Daily usage at first look:

Within an 31 days of data recorded, we can see few information:

Of a total of 33 Ids (100%), the number of users who used their devices daily can vary from as little as 3% (21 users) to as many as 45% (32 users) each day. The greatest number of users per day is around 4 times that of the least number of user per day.

Participants used their devices more frequently in the first half of the period than days towards the end.

#### Summary of analysis
Based on the results of profiler, data seems to be cleaned with no obvious missing values. There is no duplicated row.

Unfortunately, the data does not include any information about users who use the device for strength training. While strength training would have been beneficial, analysis would have been preferable. The data does, however, provide information on steps, calories, and total distance, which was used in the analysis stage.

Certain expected outcomes and trends were discovered after analyzing the data. It is a foregone conclusion that daily activities such as walking, running, and exercising are beneficial to humans and aid in the burning of calories. This was demonstrated in the total distance vs total steps plot, which illustrated that the more steps and distance moved, the more calories burned.

Due to the limited timelines in which the data was collected, there was little information on individual weights. Due to a limited timeframe, a statistical summarization of each ID was generated, which revealed minimal changes in weight.



The device for sleep tracking has fewer users than the device for daily activity tracking, according to an analysis of the device.
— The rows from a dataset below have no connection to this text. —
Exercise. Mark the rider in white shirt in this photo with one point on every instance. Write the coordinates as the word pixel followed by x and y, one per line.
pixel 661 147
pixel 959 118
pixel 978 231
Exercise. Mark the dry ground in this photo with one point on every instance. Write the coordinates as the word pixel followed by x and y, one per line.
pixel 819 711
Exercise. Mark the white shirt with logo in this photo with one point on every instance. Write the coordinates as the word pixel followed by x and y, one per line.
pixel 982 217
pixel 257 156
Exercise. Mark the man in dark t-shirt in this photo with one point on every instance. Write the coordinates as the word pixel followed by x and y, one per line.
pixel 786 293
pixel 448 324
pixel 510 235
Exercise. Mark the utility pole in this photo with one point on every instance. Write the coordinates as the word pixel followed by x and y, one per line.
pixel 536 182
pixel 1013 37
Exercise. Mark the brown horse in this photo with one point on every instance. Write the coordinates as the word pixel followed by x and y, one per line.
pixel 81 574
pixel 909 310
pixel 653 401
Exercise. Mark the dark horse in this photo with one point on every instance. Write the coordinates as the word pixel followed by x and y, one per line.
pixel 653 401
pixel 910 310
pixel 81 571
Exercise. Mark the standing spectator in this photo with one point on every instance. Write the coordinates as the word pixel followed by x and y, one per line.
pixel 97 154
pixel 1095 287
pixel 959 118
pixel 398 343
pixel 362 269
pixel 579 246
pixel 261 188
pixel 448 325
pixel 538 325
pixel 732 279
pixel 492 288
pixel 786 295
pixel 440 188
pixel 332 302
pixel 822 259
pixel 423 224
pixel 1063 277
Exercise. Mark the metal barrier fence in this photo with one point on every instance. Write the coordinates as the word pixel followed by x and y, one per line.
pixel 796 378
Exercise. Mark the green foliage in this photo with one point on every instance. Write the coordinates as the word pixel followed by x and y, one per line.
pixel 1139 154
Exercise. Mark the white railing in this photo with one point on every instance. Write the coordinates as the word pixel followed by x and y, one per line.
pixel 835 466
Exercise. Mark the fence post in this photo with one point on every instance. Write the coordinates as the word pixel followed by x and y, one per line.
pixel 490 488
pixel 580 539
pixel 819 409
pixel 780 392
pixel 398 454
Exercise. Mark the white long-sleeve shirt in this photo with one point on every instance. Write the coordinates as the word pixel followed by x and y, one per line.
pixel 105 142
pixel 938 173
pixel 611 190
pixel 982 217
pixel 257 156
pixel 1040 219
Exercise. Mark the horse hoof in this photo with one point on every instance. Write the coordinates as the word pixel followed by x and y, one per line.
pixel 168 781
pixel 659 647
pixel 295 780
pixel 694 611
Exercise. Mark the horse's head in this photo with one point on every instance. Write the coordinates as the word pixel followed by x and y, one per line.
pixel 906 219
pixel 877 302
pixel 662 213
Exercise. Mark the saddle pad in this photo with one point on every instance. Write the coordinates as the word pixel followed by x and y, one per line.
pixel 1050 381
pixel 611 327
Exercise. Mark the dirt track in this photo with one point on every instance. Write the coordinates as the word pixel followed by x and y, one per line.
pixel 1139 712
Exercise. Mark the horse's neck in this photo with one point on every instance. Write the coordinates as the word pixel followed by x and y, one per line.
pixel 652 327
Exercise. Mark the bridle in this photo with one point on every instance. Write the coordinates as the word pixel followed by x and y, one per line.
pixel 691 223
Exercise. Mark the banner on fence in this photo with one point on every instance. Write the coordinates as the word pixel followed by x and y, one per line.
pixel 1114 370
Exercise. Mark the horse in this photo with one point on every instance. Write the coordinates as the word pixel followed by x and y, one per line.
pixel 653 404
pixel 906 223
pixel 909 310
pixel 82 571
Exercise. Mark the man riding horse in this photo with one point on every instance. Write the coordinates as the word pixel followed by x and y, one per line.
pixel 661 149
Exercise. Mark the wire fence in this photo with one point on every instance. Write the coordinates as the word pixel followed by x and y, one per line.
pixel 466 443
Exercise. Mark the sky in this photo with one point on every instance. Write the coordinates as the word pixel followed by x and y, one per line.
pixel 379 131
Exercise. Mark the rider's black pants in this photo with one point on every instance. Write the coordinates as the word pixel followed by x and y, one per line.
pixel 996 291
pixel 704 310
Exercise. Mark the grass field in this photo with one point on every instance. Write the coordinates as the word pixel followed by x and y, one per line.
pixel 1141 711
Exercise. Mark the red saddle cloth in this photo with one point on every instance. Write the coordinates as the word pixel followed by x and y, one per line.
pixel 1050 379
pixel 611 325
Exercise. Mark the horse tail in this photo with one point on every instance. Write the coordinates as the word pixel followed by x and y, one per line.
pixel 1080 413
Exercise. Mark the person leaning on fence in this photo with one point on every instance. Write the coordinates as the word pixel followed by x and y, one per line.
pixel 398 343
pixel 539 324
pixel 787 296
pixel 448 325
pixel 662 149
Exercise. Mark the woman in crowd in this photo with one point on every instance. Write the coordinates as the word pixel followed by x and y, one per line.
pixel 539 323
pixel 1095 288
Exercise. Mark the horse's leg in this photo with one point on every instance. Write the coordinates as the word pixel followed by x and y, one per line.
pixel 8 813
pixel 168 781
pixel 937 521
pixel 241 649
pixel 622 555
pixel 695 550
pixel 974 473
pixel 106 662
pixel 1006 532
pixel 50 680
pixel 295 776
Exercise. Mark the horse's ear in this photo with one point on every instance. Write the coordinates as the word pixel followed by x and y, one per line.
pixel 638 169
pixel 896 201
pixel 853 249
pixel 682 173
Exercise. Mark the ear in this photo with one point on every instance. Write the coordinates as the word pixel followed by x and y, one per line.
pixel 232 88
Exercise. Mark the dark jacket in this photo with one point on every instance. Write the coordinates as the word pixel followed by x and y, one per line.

In comparison to daily activity tracking, 9 fewer users use their device for sleep. 50 percent of those users use their device for more than 20 days, 38 percent for 11-20 days, and 38 percent for 10 or fewer days.

According to the data, more people are using their devices to track daily activities such as activity levels, steps, distance, and calories. 87.9 percent of users have a high usage rate, 9.1 percent have a moderate usage rate, and 3 percent have a low usage rate.